2. Par ailleurs, le second alinéa de l'article R. 522-1 du code de justice administrative dispose que : " A peine d'irrecevabilité, les conclusions tendant à la suspension d'une décision administrative ou de certains de ses effets doivent être présentées par requête distincte de la requête à fin d'annulation ou de réformation et accompagnées d'une copie de cette dernière ". Il résulte de ces dispositions qu'une requête à fin de suspension est atteinte d'une irrecevabilité d'ordre public lorsque le requérant n'a pas introduit une requête à fin d'annulation ou de réformation.

3. Enfin, selon l'article R. 522-2 du code de justice administrative, les dispositions de l'article R. 612-1 de ce code qui imposent au juge d'inviter l'auteur de conclusions entachées d'une irrecevabilité susceptible d'être couverte après l'expiration du délai de recours à les régulariser, ne sont pas applicables au juge des référés statuant en urgence.

4. M. et Mme A contestent la délibération du 21 septembre 2022 par laquelle le conseil municipal de la commune de Goviller a décidé de vendre la parcelle 124, au lieu-dit " Le Pâtis ", au prix de 15 euros/m², de mettre les éventuels frais de bornage et de notaire à la charge de l'acquéreur, ou, à défaut de vente, de louer annuellement cette parcelle pour un montant de 1 euro/m² par une convention précaire et révocable. Si les requérants demandent l'annulation de cette délibération, ils qualifient leur recours de " référé ". Dès lors, ils doivent être regardés comme demandant la suspension de cette délibération. Toutefois, il est constant qu'à la date de la présente ordonnance, les requérants n'ont introduit aucune requête au fond. En outre, les requérants n'apportent aucun autre élément sur l'existence d'une atteinte à leur situation personnelle d'une gravité telle qu'elle imposerait l'intervention du juge à brève échéance. Dans ces conditions, si les requérants peuvent, s'ils s'y croient fondés, solliciter l'annulation de cette même délibération dans le cadre d'une requête au fond, sans faire référence à une requête en référé, il y a lieu, en application des articles L. 522-3 et R. 522-2 du code de justice administrative, de rejeter les conclusions en référé de la requête de M. et Mme A.

ORDONNE :

Article 1er : La requête de M. et Mme A est rejetée.

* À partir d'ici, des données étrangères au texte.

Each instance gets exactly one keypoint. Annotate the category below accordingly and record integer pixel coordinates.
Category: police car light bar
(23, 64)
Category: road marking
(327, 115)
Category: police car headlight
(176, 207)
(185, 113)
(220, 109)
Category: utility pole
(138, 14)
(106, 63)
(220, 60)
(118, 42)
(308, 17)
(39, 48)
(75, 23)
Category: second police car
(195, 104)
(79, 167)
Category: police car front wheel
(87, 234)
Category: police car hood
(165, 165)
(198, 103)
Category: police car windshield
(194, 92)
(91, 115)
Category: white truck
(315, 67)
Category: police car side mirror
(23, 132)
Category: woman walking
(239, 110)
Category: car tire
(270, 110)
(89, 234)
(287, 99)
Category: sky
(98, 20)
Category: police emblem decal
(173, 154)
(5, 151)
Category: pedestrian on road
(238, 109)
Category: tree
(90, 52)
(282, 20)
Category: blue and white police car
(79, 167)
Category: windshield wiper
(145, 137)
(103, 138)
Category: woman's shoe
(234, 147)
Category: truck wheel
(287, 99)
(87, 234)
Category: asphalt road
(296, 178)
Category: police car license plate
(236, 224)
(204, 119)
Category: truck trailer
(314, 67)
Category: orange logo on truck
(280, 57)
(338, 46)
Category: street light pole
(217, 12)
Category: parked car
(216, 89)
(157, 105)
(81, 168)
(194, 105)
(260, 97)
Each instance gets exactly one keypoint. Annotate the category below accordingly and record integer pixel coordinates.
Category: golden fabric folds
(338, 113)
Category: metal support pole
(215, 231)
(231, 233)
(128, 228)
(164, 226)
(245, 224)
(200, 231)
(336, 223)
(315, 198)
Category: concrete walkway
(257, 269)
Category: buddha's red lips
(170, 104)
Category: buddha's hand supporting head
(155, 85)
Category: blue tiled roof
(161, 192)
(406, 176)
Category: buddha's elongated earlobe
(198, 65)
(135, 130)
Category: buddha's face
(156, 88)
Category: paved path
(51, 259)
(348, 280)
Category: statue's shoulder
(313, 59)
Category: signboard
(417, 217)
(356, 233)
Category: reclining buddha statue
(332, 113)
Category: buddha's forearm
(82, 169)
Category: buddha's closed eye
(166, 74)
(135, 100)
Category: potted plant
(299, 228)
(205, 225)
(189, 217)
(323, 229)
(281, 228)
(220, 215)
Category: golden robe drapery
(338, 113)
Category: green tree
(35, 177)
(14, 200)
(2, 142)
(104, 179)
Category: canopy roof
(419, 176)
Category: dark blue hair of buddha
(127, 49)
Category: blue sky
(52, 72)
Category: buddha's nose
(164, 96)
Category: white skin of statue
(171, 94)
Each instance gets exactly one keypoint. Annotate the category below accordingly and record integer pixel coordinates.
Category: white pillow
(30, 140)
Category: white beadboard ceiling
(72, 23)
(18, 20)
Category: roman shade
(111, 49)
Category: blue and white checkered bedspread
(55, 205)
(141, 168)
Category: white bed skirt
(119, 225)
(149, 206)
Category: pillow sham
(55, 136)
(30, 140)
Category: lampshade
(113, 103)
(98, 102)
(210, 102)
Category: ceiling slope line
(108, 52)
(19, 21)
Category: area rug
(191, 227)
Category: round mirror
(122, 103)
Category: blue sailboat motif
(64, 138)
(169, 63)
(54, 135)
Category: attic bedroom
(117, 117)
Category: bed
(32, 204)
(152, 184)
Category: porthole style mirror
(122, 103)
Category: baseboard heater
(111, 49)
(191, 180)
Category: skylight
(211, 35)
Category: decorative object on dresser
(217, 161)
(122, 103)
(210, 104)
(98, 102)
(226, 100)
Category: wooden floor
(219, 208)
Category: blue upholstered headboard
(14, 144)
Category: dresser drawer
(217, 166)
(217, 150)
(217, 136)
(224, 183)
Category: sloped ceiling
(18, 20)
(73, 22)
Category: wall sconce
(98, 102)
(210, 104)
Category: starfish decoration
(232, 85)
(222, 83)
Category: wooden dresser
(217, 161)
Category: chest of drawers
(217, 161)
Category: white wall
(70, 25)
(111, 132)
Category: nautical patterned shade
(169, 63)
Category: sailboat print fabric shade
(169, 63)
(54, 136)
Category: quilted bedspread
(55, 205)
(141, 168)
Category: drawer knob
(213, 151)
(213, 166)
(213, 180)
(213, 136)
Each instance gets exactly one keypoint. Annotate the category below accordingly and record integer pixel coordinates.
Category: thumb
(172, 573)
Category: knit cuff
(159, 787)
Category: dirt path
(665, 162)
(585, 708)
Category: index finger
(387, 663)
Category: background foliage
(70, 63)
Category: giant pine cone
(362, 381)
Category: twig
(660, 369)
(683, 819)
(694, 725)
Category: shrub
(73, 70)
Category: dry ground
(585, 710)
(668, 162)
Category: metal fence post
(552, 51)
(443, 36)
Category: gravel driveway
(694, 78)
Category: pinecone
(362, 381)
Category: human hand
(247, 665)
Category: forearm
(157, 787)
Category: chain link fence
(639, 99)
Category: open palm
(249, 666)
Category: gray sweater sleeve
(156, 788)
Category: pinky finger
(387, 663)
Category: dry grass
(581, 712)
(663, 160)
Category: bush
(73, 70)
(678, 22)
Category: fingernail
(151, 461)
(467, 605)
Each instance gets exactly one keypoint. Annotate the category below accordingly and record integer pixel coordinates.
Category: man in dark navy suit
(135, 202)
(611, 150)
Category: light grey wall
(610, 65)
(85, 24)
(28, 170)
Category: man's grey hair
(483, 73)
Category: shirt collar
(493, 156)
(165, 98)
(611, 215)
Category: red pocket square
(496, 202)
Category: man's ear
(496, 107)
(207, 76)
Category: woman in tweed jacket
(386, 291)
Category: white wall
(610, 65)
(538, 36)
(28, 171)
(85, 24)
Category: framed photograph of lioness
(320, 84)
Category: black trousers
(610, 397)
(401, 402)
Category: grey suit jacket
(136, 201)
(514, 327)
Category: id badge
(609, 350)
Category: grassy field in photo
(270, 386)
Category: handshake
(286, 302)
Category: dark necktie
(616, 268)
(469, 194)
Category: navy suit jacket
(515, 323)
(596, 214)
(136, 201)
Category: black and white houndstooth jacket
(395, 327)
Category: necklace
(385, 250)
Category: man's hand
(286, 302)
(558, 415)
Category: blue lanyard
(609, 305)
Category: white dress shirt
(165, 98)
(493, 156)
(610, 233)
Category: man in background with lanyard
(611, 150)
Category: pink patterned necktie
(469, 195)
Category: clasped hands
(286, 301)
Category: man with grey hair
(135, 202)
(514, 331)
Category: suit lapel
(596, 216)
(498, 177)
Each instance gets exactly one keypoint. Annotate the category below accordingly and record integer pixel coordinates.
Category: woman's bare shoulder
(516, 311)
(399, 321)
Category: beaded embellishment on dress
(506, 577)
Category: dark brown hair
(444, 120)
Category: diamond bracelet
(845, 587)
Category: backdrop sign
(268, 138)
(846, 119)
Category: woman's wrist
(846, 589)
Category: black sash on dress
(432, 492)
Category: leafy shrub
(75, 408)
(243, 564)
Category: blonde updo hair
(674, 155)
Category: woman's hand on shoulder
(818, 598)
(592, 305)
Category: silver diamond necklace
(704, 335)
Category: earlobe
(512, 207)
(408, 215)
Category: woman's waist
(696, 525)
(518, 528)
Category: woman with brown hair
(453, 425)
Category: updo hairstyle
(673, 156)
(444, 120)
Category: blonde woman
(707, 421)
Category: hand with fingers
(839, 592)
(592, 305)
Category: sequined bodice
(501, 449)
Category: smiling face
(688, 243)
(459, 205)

Article 2 : La présente ordonnance sera notifiée à M. B A et Mme C A.

Fait à Nancy, le 25 octobre 2022.

Le juge des référés,

O. Di Candia

La République mande et ordonne au préfet de Meurthe-et-Moselle en ce qui le concerne ou à tous commissaires de justice à ce requis en ce qui concerne les voies de droit commun contre les parties privées, de pourvoir à l'exécution de la présente décision.